Thanks for proving my point? They get their rights articulated and further protected while we have people trying to amend the constitution to deny the protections of the 14th Amendment; DOMA is still federal law and DADT is still in effect. The systemic harms towards LGBT Americans is are in no way comparable to the discrimination that disabled Americans face other than they are both immutable characteristics. No one campaigns for being able to fire people for who they are unless that person is LGBT.
It doesn't matter if the term has to explicitly reference sexuality, at the point in which it is derived from and perpetually endorses the idea that being gay is wrong or bad, that type of discourse should not be tolerated as it spreads seeds of hatred and discord.
http://www.thinkb4youspeak.com/GetInformed/
If you think there's negligible impacts to this type of discourse you're sorely mistaken. 86% of LGBT students report being verbally harassed just in their own schools. GLSEN studies have shown that there are severe social, mental and emotional impacts to the bullying and harassment that affects LGBT students today. Cyberbullying means that this harassment doesn't stop at school, leading to a sharp increase in youth suicides.

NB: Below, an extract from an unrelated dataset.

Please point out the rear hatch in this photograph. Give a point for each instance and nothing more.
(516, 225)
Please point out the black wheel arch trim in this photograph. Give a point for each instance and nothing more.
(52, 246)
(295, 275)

My point about subjectivity is that there isn't even a coherent standard as to which tactics are deemed 'gay' and which ones are 'legit' and cause mad styling. People *****ed out Amsah for camping Jman at pound, but if Jman camps a Peach player he is playing 'safe' and 'smart,' because Fox is a "real" character and Peach (like Sheik, Climbers, and Puff) is a "gay" character; I never said that the phrase "that's so gay" means nothing, but I've been arguing quite the opposite, that the phrase and its context (even if the intent is innocuous and not meant to be offensive) has several problematic impacts and consequences for our culture, not only as gamers, but as decent human beings.